Il est de jurisprudence constante que le simple mensonge non accompagné de manoeuvres pour lui donner force et crédit ne constitue pas un moyen frauduleux (Cass. crim., 23 nov. 2022, n°
21-87464.
Ex.Cette distinction a été rappelée dans un arrêt de la Chambre criminelle en date du 23 novembre 2022 (Cass. crim., 23 nov. 2022, n°
21-87.464,
D. 2023, p. 1664, obs. C. Mascala) . La cour énonce que des prétextes fallacieux invoqués par des commerciaux pour provoquer la résiliation d'un contrat par les assurés, qui ne sont pas accompagnés d'autres agissements, constituent de simples mensonges insusceptibles de caractériser des manoeuvres frauduleuses.

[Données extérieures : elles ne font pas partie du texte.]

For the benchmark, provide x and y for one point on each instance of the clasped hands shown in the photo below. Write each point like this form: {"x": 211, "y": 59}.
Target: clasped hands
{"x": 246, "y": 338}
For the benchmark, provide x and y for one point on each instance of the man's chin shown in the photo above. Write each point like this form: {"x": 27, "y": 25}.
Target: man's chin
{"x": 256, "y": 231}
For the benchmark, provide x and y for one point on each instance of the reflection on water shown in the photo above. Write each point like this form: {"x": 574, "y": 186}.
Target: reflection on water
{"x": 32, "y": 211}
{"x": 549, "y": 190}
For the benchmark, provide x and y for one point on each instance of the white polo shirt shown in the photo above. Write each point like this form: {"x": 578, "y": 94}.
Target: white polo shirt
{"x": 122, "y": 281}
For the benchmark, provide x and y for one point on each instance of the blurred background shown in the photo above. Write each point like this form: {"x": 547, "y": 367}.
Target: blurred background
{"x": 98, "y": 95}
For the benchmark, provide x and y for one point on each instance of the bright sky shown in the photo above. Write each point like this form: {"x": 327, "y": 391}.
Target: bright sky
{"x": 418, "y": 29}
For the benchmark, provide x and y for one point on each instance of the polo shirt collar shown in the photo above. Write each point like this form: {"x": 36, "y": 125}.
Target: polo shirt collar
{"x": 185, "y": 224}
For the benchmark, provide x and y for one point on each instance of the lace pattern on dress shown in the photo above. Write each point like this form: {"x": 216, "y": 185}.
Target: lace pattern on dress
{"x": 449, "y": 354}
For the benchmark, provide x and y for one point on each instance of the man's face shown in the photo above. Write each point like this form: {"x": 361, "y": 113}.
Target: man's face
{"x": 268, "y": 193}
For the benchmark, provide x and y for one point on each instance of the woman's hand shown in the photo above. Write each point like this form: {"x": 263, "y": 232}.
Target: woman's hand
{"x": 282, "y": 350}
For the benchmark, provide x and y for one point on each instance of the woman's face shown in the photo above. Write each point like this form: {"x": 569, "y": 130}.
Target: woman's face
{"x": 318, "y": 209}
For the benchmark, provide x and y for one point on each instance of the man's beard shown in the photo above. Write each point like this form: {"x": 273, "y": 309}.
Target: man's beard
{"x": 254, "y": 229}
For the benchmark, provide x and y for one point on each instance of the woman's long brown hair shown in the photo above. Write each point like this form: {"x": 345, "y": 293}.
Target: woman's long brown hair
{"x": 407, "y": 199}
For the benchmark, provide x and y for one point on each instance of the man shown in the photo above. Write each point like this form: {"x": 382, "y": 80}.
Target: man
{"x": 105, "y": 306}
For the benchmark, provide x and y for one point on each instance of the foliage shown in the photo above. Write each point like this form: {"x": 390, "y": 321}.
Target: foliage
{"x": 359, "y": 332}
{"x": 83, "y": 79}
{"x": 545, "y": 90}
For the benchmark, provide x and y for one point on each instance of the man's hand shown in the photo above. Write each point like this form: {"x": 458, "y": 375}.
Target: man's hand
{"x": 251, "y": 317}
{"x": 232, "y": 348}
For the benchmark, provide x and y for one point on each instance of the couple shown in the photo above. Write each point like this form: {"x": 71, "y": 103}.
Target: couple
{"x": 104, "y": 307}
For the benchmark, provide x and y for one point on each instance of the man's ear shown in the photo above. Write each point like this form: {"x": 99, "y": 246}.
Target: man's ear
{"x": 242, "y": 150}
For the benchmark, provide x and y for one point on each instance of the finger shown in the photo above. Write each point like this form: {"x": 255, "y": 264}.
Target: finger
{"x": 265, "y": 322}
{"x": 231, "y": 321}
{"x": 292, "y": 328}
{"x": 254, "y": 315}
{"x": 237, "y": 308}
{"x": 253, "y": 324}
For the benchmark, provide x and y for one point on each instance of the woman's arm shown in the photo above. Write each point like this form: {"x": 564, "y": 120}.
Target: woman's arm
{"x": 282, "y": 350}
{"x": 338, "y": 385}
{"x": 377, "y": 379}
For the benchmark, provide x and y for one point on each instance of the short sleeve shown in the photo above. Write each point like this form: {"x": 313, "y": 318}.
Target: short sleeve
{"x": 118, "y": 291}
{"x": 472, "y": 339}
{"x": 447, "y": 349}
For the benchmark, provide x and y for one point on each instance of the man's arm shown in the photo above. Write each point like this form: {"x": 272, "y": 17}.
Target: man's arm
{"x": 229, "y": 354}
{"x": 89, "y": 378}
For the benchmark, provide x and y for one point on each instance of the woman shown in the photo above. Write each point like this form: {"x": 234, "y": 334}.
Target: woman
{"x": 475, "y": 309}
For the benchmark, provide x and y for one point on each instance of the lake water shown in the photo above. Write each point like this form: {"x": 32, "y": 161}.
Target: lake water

Le faux nom est un nom imaginaire, usurpé. La jurisprudence assimile le faux prénom au faux nom, dès lors que son utilisation accolée à un nom réel trompe la victime et la détermine à remettre la chose.

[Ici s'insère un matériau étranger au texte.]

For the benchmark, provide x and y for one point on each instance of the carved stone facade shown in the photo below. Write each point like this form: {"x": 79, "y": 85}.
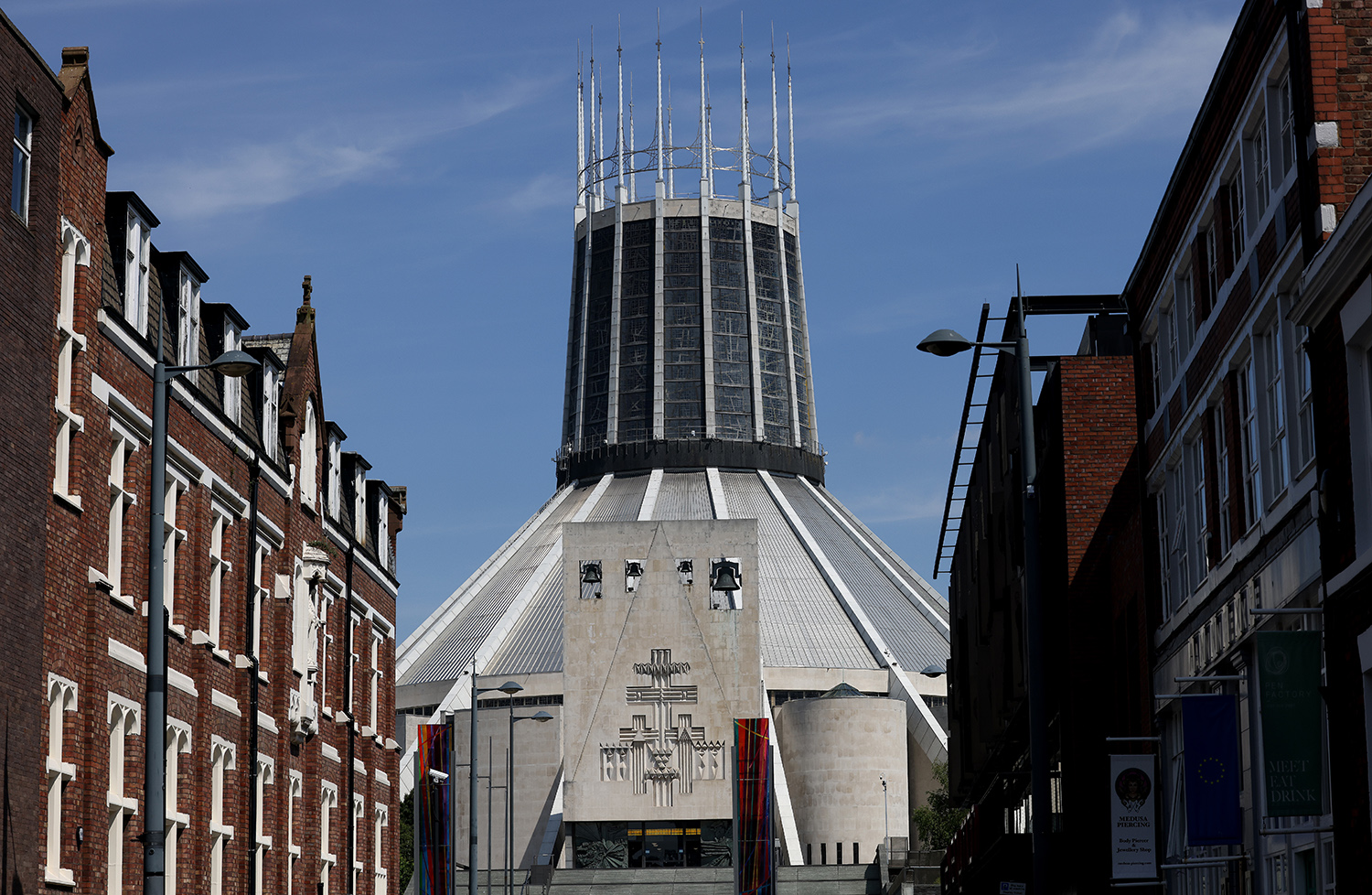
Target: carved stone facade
{"x": 664, "y": 754}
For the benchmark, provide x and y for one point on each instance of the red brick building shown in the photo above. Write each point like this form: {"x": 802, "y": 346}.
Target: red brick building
{"x": 279, "y": 555}
{"x": 27, "y": 283}
{"x": 1092, "y": 596}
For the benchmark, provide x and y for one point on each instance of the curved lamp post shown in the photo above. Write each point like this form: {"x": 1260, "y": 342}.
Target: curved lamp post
{"x": 946, "y": 343}
{"x": 509, "y": 790}
{"x": 233, "y": 364}
{"x": 509, "y": 688}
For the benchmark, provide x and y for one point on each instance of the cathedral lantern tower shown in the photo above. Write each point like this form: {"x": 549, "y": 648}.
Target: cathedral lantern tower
{"x": 686, "y": 342}
{"x": 691, "y": 567}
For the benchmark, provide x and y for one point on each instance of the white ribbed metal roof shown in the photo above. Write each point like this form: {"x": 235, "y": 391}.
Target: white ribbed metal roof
{"x": 804, "y": 622}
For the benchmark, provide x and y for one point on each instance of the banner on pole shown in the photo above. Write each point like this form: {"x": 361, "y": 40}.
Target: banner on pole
{"x": 1132, "y": 818}
{"x": 1289, "y": 688}
{"x": 433, "y": 810}
{"x": 1210, "y": 736}
{"x": 752, "y": 746}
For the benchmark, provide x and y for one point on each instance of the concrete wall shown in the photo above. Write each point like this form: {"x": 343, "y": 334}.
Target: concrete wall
{"x": 614, "y": 642}
{"x": 836, "y": 752}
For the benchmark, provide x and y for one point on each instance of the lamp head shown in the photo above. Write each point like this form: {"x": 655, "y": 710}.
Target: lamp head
{"x": 944, "y": 343}
{"x": 235, "y": 364}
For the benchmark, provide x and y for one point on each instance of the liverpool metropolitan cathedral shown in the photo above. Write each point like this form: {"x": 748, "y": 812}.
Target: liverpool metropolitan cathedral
{"x": 691, "y": 568}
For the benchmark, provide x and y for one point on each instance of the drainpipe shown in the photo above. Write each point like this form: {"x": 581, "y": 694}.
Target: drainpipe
{"x": 254, "y": 664}
{"x": 351, "y": 721}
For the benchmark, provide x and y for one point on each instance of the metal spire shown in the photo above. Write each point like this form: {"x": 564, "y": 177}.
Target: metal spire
{"x": 704, "y": 118}
{"x": 671, "y": 165}
{"x": 633, "y": 162}
{"x": 619, "y": 121}
{"x": 710, "y": 137}
{"x": 600, "y": 143}
{"x": 776, "y": 158}
{"x": 581, "y": 131}
{"x": 790, "y": 125}
{"x": 658, "y": 126}
{"x": 744, "y": 180}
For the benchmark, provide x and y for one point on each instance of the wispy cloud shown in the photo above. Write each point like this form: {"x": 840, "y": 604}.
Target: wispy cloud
{"x": 1130, "y": 73}
{"x": 340, "y": 148}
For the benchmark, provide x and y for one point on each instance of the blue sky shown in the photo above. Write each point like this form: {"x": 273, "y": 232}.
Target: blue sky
{"x": 419, "y": 161}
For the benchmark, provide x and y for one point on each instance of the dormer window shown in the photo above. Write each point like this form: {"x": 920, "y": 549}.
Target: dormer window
{"x": 383, "y": 529}
{"x": 137, "y": 241}
{"x": 309, "y": 458}
{"x": 232, "y": 386}
{"x": 188, "y": 320}
{"x": 271, "y": 409}
{"x": 359, "y": 502}
{"x": 335, "y": 477}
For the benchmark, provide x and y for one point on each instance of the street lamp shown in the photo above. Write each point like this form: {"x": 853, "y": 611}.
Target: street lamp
{"x": 233, "y": 364}
{"x": 946, "y": 343}
{"x": 509, "y": 688}
{"x": 509, "y": 788}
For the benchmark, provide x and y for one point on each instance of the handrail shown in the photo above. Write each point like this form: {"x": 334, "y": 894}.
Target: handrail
{"x": 962, "y": 433}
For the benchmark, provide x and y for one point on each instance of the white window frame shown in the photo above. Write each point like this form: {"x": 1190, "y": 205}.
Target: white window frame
{"x": 1221, "y": 478}
{"x": 172, "y": 538}
{"x": 123, "y": 716}
{"x": 1305, "y": 397}
{"x": 177, "y": 744}
{"x": 335, "y": 493}
{"x": 62, "y": 699}
{"x": 1163, "y": 548}
{"x": 232, "y": 384}
{"x": 381, "y": 818}
{"x": 263, "y": 776}
{"x": 1249, "y": 444}
{"x": 76, "y": 252}
{"x": 359, "y": 813}
{"x": 22, "y": 167}
{"x": 1259, "y": 158}
{"x": 295, "y": 790}
{"x": 310, "y": 458}
{"x": 188, "y": 320}
{"x": 222, "y": 760}
{"x": 1275, "y": 409}
{"x": 271, "y": 411}
{"x": 375, "y": 684}
{"x": 1184, "y": 313}
{"x": 121, "y": 499}
{"x": 136, "y": 247}
{"x": 328, "y": 802}
{"x": 220, "y": 568}
{"x": 1194, "y": 463}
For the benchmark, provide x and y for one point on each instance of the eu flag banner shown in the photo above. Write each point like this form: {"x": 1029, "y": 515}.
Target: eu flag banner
{"x": 752, "y": 746}
{"x": 1210, "y": 735}
{"x": 433, "y": 810}
{"x": 1292, "y": 749}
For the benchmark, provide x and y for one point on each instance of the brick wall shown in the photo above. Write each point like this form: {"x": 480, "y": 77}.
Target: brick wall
{"x": 27, "y": 252}
{"x": 92, "y": 631}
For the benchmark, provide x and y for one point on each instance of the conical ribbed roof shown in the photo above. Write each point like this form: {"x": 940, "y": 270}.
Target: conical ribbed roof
{"x": 809, "y": 546}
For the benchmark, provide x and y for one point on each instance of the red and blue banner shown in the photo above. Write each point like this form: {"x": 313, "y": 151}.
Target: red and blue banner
{"x": 1210, "y": 736}
{"x": 433, "y": 810}
{"x": 752, "y": 747}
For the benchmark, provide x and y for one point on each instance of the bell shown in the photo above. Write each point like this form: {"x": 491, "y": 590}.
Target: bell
{"x": 726, "y": 577}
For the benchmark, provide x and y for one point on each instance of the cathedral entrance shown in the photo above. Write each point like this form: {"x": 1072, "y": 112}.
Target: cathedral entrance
{"x": 647, "y": 845}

User d'un faux nom, c'est employer un nom qui n'est pas le sien, qu'il s'agisse d'un nom imaginaire ou d'un nom appartenant effectivement à autrui. Un tel usage est de nature à tromper les tiers sur sa véritable identité. Lorsque la tromperie sur l'identité a pour but de provoquer la remise d'un objet, elle constitue un élément du délit d'escroquerie. L'usage d'un faux nom ne cesse pas d'être punissable par le fait que l'usage du nom s'effectue avec le consentement de la personne dont le nom a été usurpé.

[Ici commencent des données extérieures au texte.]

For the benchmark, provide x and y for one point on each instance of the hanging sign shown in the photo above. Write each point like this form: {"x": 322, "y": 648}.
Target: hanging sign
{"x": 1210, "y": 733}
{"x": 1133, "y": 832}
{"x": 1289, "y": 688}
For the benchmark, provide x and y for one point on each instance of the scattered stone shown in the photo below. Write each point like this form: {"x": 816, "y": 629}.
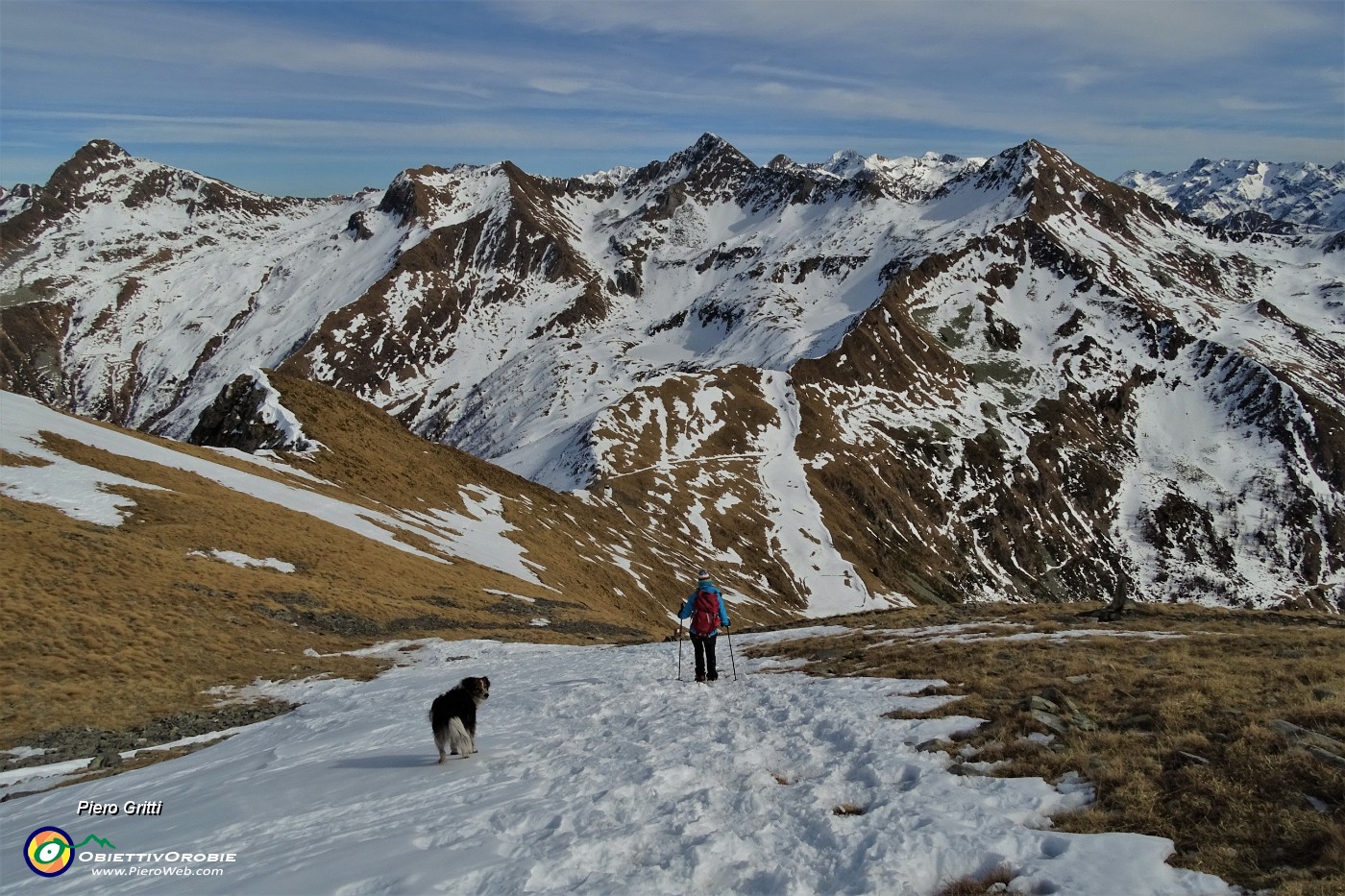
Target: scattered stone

Ex.C'est ce qu'a décidé la cour d'appel de Paris par un arrêt du 12 décembre 1938 (D.H. 1939.121), à propos d'un médecin qui, en vertu d'un accord avec un autre médecin, se présente sous le nom de ce dernier dans diverses villes de province, rédige des ordonnances sur papier à en-tête et affiche des cartes de visite au nom du second médecin. Ce dernier, d'ailleurs, en dépêchant des remplaçants auxquels il recommandait de se faire passer pour lui, a été déclaré complice de l'escroquerie par aide, assistance, instructions et fourniture de moyens.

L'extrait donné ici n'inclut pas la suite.